As chess gets popular in the United States, the opportunity to participate in chess camps or school programs also have increased.
Parents and coaches can us the information from this post to encourage students to actively learn in chess.
Chess programs can be grouped by age or, more commonly, chess levels. Here are three common chess levels:
1. True beginner: learning the rules for the first time
2. Play-at-home level: knows the rules; ready to learn basic tactics and strategies
3. Tournament-play level: competed in tournaments; has been working on chess study; wants to increase chess rating.
Regardless of a student’s chess level, the following five points should be the focus to get the most out of a chess chess program.
• Asking Questions
• Playing Games
• Trying New Ideas
• Teaching Others
• Making Friends
Schools are moving toward more instruction and less interaction. Chess programs should not follow this pattern. Instead, questions during a lecture will bring ideas both for the students and the instructor.
It helps to encourage students to answer instructor’s questions without being afraid of being wrong. Questions can be general ones, like questions about chess world champions, chess history, etc. Or they can be knowledge-based, such as how to checkmate with two bishops.
Like many other activities, chess is a numbers game. Grandmasters generally play many more games than a beginner. Chess programs is an opportunity to play multiple games in a day.
A beginner should learn to not be afraid to play against stronger players. This is the chance to train and ask questions. At the same time, playing against less-experienced players is a chance for your child to teach what they know.
Either way, they can use the camp to increase their chess experiences.
Trying new ideas
In my lessons, I ask students to try out ideas at home (online), then learn from these experiences and apply them in tournaments.
Camp or school clubs are the best time to test ideas. If they want to learn a new opening, they can try it during these programs. Then they can ask questions about it.

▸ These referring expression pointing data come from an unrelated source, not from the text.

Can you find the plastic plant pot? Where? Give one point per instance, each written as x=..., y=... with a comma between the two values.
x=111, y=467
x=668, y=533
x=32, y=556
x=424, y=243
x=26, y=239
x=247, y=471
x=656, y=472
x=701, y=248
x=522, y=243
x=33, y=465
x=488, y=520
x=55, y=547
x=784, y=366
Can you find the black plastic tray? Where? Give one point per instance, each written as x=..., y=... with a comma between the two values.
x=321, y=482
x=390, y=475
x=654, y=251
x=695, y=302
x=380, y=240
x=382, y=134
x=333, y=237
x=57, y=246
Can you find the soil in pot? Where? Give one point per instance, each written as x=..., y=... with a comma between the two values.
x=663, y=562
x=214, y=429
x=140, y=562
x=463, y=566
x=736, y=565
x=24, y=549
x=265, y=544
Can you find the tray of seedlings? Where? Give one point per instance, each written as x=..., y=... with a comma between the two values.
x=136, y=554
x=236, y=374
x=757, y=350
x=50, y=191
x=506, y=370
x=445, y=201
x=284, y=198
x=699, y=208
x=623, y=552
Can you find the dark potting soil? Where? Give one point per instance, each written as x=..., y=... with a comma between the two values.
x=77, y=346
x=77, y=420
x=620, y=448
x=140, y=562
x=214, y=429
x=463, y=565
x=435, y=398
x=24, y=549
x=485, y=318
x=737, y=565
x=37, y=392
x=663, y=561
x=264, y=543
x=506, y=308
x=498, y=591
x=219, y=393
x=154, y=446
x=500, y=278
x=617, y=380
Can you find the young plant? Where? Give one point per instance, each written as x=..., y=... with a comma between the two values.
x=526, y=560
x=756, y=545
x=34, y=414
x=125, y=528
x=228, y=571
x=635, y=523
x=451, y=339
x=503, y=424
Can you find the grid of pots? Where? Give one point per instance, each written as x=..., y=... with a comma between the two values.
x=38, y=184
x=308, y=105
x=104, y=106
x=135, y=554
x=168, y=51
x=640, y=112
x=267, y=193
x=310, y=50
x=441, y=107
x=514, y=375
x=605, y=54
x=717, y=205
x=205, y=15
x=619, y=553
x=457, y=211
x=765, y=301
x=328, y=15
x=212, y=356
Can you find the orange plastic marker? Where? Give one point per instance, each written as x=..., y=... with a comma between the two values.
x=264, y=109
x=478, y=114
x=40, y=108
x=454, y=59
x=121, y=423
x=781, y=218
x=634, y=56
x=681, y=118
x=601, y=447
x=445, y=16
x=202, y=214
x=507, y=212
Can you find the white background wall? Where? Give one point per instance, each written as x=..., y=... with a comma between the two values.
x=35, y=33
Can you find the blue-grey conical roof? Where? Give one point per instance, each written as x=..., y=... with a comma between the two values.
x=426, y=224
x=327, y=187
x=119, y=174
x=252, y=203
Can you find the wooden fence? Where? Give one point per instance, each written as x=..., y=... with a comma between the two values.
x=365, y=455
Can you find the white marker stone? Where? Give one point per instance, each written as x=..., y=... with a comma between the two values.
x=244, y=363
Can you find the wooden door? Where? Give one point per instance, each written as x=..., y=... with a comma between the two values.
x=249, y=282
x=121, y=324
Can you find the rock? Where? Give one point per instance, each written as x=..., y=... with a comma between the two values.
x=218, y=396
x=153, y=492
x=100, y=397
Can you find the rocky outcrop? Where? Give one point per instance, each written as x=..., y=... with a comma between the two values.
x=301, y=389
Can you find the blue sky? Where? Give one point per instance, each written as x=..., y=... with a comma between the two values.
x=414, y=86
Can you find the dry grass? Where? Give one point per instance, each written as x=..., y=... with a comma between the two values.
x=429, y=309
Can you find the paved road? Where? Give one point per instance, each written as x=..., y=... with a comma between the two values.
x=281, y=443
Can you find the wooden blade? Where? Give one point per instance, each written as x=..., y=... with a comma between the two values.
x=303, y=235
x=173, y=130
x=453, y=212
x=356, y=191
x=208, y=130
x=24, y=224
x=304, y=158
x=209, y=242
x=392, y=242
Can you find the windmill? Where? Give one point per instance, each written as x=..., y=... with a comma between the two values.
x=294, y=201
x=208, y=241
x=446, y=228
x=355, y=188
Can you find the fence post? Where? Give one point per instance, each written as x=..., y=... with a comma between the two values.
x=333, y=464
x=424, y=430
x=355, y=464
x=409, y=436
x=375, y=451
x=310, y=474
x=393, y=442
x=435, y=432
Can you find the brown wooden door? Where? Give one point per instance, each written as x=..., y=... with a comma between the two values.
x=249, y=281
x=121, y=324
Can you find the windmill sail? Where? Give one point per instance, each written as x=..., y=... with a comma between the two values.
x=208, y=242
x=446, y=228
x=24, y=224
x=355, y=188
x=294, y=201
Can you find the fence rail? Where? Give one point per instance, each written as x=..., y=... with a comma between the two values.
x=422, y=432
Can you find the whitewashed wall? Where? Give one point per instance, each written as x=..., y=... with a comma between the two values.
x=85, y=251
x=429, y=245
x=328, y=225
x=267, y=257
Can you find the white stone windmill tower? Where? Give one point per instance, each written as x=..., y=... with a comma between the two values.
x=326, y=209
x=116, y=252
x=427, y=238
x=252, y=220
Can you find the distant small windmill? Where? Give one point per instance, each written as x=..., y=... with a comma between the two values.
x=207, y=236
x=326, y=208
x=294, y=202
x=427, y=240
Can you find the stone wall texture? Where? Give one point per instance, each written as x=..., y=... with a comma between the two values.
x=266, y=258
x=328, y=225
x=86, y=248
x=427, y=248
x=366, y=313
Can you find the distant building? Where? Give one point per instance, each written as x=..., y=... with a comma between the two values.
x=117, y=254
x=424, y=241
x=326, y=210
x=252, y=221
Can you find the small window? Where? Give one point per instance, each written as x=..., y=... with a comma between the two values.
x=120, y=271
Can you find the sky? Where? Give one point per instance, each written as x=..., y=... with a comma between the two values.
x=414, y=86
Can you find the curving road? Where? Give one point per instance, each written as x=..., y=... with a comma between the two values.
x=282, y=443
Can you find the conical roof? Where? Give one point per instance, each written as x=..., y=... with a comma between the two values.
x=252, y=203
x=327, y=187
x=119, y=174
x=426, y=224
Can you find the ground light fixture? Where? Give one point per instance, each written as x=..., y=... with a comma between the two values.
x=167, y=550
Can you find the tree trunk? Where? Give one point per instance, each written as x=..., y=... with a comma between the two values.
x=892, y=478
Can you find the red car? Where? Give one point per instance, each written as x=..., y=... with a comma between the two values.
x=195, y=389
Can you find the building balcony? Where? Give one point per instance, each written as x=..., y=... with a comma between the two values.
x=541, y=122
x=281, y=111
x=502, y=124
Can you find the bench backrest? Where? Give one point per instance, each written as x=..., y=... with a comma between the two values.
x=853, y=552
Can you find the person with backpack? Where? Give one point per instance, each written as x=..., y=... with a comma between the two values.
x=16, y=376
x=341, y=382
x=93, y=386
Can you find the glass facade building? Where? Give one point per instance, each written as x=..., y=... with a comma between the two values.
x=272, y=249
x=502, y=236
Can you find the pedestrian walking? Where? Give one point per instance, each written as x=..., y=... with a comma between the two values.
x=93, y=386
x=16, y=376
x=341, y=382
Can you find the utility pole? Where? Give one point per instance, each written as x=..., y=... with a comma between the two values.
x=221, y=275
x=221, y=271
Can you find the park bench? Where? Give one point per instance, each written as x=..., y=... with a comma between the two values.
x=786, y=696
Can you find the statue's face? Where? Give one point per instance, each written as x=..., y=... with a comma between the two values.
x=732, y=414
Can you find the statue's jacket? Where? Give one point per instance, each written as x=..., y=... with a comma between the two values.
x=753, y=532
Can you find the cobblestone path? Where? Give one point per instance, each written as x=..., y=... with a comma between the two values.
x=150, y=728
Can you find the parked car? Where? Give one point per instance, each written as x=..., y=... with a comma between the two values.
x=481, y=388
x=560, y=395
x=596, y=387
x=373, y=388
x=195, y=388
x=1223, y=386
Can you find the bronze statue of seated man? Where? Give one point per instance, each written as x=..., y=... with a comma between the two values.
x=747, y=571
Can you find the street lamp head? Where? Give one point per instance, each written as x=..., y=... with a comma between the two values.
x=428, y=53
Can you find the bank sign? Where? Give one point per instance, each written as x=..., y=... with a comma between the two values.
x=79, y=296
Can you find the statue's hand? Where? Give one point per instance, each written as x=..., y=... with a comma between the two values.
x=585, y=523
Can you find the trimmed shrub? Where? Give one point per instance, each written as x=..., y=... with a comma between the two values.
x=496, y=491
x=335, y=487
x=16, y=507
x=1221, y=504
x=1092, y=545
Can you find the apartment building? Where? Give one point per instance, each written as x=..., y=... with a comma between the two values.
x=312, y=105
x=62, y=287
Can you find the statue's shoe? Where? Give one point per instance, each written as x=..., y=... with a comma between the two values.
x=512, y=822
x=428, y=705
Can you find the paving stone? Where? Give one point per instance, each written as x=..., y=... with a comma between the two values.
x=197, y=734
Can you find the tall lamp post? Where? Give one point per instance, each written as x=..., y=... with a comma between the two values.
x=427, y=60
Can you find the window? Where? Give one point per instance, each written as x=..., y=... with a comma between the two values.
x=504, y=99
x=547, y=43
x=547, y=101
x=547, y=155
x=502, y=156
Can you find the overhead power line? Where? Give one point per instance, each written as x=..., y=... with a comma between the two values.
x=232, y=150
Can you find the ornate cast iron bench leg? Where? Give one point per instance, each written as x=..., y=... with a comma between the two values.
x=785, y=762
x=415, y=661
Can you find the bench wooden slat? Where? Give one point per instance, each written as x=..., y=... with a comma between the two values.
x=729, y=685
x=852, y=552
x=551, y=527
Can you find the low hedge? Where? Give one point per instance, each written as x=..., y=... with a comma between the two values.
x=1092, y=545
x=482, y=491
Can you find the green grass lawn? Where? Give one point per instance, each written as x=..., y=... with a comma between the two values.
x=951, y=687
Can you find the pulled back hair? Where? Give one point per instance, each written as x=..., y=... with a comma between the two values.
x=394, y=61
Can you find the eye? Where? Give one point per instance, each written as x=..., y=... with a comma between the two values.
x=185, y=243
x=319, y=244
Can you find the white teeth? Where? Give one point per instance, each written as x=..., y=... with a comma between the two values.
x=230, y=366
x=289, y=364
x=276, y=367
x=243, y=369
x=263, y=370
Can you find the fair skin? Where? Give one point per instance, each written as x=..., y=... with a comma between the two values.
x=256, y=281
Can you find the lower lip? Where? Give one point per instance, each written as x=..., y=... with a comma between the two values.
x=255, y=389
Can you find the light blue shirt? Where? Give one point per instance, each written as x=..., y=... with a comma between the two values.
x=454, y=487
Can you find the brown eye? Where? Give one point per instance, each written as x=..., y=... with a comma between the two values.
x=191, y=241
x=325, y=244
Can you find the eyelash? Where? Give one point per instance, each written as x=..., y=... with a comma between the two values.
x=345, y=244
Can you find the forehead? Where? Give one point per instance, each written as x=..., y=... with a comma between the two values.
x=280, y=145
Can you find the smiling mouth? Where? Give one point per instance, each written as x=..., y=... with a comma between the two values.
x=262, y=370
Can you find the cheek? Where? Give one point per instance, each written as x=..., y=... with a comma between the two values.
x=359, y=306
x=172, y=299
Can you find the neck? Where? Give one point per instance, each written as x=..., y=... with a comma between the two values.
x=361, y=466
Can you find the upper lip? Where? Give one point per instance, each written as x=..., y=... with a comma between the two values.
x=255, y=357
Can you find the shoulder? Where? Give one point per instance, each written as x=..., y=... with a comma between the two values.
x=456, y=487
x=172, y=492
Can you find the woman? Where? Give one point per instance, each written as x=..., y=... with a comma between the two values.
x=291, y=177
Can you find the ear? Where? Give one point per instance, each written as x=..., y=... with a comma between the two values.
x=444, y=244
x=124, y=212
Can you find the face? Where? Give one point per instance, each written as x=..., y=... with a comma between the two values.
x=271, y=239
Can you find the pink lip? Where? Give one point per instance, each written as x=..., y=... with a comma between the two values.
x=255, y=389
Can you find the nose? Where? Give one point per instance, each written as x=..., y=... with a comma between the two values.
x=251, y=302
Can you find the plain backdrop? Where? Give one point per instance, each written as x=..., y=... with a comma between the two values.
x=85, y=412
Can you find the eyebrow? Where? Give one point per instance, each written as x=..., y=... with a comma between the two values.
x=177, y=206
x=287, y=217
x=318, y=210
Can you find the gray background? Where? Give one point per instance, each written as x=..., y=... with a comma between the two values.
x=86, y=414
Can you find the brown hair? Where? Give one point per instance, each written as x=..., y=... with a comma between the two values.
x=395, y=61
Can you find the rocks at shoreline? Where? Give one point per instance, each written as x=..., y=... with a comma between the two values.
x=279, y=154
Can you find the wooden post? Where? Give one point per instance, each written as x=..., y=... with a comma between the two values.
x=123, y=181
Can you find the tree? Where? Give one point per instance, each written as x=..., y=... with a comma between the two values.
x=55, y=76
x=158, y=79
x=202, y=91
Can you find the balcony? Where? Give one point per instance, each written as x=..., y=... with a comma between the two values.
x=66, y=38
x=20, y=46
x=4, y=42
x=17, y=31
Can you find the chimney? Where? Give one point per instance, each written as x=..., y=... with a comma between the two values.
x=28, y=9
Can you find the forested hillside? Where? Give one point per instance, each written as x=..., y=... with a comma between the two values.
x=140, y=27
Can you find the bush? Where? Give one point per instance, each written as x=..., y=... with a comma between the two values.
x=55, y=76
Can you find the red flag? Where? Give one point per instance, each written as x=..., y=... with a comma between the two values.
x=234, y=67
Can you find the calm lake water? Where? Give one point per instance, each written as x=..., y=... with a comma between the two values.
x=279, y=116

Not only is this a low-stake environment (results don’t matter as much as in tournaments), but they can also immediately ask for feedback.
If you can’t explain it simply, you don’t understand it well enough.
Encourage a child to teach what they know. We live in an era where knowledge has become more of a commodity, and information can be easily found on the internet.
Not only are they helping others to learn new ideas, they’ll also clarify their own thoughts in the idea. For example, once they have learned how to checkmate with two bishops, showing others the process will only help them to understand it better.
Making new friends
This may be the most important of all. Going to chess camp or club will give a child the opportunity to make new friends with other chess players.
After all, chess is a game that shows off the competitive spirit on the board, and friendships off the board.
When a child interacts with other kids and works with them to solve problems, it will help them work during the camp, and more importantly, form a friendship for their chess careers to come.
Whether your kids are just picking up the game or are ready for tournament play, I hope this post will help you and them to gain the most from any chess programs.